Procedures For Evaluating Corrosion And Selecting Treating Methods For Oil Wells
Presenters: Howard J. Endean, Champion Chemicals Inc.
Of major importance in the efficient producing of oil is to minimize workover operations caused by wellbore equipment failures. The most frequent cause of such failures is corrosion due to the corrosivity of produced fluids. The rate of attack can increase markedly as water production increases. Unless such changes are quickly detected, corrosion-induced failures can occur before an effective inhibition program can be developed. This paper presents procedures for evaluating the corrosivity of well fluids and determining when the rate of attack changes. Also included are brief discussions on various treating procedures and how the producing characteristics of wells determine the selection of the treating method. While selection of the proper inhibitor is of equal importance in a corrosion control program, it is usually based on laboratory evaluations and is beyond the scope of this paper.
Presenters: Bob Sevin, B&SW Consultants, Division of Servico Inc.

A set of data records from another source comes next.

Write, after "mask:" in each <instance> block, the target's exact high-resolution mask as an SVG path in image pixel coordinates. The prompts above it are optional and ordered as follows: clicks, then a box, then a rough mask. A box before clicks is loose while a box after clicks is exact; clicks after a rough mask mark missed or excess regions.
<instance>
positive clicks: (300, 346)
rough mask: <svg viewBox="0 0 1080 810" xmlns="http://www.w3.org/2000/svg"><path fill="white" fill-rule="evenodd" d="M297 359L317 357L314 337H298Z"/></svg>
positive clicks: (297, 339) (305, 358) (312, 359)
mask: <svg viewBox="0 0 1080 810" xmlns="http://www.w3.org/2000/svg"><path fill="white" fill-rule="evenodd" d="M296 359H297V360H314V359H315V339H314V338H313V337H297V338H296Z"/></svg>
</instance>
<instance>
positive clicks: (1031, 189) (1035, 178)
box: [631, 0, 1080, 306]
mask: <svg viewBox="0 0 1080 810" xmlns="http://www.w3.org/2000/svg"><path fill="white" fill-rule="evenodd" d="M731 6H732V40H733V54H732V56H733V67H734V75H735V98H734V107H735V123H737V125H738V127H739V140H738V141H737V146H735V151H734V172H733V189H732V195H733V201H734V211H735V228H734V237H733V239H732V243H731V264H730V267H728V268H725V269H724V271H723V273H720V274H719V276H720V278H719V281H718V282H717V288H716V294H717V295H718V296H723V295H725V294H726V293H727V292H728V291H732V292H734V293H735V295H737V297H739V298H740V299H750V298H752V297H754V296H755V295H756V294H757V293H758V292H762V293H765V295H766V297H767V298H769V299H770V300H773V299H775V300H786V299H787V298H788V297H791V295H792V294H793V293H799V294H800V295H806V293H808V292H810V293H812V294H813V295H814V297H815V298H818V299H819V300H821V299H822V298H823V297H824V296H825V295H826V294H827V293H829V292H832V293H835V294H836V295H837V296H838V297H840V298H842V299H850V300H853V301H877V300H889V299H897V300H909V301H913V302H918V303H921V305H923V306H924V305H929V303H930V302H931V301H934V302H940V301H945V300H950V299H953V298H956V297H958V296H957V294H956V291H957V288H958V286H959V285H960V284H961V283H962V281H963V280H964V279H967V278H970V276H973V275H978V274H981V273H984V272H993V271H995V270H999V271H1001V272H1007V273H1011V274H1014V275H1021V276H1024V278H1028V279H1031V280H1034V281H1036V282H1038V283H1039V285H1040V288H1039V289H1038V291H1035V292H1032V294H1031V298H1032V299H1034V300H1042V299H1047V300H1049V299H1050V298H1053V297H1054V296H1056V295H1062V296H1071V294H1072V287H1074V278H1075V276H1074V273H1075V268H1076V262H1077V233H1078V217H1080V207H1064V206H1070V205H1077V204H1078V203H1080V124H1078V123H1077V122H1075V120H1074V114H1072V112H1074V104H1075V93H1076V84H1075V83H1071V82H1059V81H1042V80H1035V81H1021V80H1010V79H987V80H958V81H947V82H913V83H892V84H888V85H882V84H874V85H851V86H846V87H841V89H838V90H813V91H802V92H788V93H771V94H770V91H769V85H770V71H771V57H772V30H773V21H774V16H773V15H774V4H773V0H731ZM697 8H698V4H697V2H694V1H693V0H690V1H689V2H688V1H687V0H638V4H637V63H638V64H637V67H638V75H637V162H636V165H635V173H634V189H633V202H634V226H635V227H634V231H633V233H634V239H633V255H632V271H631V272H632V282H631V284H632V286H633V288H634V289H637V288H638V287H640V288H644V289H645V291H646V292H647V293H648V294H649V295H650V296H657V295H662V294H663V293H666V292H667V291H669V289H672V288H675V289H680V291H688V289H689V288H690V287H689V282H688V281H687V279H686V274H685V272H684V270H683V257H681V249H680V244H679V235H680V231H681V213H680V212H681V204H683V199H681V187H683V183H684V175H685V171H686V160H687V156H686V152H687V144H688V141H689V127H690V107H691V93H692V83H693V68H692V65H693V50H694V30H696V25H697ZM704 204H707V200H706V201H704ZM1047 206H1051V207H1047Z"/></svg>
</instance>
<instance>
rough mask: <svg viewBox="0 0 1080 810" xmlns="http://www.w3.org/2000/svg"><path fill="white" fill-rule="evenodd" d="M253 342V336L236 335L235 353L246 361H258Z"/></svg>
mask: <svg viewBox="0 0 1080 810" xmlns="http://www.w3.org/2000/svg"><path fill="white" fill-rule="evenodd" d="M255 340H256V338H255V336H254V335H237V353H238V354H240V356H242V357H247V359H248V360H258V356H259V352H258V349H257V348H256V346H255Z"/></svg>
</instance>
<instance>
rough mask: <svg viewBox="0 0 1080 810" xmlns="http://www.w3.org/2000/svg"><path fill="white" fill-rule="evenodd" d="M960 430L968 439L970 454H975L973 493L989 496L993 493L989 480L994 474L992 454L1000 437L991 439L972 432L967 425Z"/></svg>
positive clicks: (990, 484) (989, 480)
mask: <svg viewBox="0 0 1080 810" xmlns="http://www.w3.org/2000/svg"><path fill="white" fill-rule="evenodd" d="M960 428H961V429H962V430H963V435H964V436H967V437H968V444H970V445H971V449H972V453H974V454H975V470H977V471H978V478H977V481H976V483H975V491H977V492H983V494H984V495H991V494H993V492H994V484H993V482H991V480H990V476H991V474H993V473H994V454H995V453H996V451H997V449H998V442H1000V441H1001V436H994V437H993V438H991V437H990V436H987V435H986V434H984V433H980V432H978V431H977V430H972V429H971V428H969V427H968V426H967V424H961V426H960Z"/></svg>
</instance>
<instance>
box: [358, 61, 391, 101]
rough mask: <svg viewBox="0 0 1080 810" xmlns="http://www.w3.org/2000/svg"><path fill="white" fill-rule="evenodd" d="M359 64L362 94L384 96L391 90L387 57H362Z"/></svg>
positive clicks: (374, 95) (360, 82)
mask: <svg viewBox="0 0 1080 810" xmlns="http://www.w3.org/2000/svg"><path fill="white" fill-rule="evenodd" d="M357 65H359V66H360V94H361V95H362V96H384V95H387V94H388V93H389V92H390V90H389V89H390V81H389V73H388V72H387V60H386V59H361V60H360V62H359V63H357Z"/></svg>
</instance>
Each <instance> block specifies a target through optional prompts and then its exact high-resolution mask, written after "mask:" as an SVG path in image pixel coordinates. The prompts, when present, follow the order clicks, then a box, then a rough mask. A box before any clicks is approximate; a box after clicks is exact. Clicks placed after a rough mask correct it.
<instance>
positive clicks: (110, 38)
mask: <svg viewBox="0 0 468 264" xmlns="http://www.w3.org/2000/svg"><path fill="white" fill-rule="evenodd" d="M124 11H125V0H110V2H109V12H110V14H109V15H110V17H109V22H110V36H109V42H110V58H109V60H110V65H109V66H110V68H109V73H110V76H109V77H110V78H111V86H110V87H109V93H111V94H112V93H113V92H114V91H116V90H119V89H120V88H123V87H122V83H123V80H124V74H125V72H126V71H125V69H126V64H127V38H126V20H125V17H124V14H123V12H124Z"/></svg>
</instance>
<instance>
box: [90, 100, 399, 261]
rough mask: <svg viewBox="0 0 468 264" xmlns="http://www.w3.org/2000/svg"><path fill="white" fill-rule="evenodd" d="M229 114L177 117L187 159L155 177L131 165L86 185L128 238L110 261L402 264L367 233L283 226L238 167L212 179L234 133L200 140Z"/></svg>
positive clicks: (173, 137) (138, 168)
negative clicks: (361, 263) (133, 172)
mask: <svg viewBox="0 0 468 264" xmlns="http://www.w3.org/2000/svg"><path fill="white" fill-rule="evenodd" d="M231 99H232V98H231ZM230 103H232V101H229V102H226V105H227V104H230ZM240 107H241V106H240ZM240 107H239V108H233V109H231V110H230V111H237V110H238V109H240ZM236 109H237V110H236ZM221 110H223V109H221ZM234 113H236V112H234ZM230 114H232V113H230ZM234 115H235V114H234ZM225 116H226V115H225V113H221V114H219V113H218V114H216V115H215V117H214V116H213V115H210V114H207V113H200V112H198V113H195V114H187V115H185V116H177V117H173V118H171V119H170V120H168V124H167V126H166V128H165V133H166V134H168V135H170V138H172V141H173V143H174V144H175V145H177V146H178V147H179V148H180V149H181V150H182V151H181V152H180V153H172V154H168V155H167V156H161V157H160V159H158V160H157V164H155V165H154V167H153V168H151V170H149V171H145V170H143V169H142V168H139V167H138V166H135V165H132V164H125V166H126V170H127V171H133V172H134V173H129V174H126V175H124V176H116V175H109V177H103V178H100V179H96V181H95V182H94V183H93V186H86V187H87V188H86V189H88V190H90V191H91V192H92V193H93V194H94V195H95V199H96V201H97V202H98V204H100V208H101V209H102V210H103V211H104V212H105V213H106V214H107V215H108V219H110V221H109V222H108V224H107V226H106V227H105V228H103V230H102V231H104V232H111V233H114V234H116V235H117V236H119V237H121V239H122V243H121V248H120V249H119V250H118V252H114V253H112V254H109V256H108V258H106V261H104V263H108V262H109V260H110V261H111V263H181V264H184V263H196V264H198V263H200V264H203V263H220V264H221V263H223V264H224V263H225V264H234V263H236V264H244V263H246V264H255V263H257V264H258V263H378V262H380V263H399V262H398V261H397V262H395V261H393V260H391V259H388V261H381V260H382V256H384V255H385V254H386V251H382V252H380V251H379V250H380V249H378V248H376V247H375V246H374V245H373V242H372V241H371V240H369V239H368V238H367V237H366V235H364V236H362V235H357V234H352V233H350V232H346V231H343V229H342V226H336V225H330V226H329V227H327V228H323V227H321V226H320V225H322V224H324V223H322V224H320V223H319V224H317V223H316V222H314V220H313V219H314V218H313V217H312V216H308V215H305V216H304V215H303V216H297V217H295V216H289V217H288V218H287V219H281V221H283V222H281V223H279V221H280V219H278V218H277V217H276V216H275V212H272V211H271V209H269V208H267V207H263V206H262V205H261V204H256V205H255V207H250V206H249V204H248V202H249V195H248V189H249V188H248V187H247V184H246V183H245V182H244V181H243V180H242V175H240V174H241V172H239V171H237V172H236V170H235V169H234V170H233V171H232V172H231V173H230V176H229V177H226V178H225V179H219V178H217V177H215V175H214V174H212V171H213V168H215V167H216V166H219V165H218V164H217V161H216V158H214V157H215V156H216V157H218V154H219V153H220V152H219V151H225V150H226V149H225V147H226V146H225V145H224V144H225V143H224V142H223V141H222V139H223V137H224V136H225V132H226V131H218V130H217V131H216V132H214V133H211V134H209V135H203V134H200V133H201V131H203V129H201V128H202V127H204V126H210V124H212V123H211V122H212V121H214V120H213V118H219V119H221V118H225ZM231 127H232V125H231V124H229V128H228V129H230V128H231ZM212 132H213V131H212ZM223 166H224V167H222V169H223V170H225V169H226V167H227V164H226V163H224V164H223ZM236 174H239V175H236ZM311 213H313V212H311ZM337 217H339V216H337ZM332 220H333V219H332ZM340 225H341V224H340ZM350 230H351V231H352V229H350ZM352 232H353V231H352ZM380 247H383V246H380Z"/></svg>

In the early days of the oil industry, producers were in the oil business. In today's oil industry, producers are in the produced water management business. The emphasis has changed primarily because the majority of the produced fluid is water. This paper will deal with one major challenge facing the oil industry today - produced water. Handling produced water is costly; however, by employing good produced water management, additional revenue can be derived. This presentation will include the following: "Evaluating Present Water Equipment," "Internal Tank Designs," "Method of Skimming," "Salable Oil," and "Treating Reclaimed Oil."
Presenters: Harold H. Palmour, Armco-Fluid Packed Pump
It has been said that, "Artificial lift is the most important cost item in the oil industry today." This is a quote from the Petroleum Engineer, "The Revolution in Artificial Lift" February, 1969. The development and performance of an artificial lift system designed to reduce this important cost item is discussed in this paper. This artificial lift concept conditions produced well fluids for use as power fluid in a hydraulic system for single well installations to compete with sucker rod pumping or other single well lift systems. The power fluid conditioning unit makes possible a safe and economical method of lift that is simple, flexible, reliable and compatible with automation.
Produced Water Treatment System Willard Unit, Wasson San Andres Field, Yoakum County, Texas
Presenters: Mark F. Sheehan
ARCO Oil and Gas Company
One major problem frequently encountered in waterflood projects is the poor quality of produced water used for reinjection. One of the main factors usually cited for poor water quality is a high solids content. Another common problem with produced water is excessive carryover from the treating facilities , which can result in a significant loss of revenue. The produced water treatment system used at the Willard Unit near Denver City, Texas, has been successful in obtaining a good quality injection water. This paper discusses the Willard Unit treatment system and in particular emphasizes the design and operation of the dissolved gas flotation cell presently in use for oil skimming and solids removal.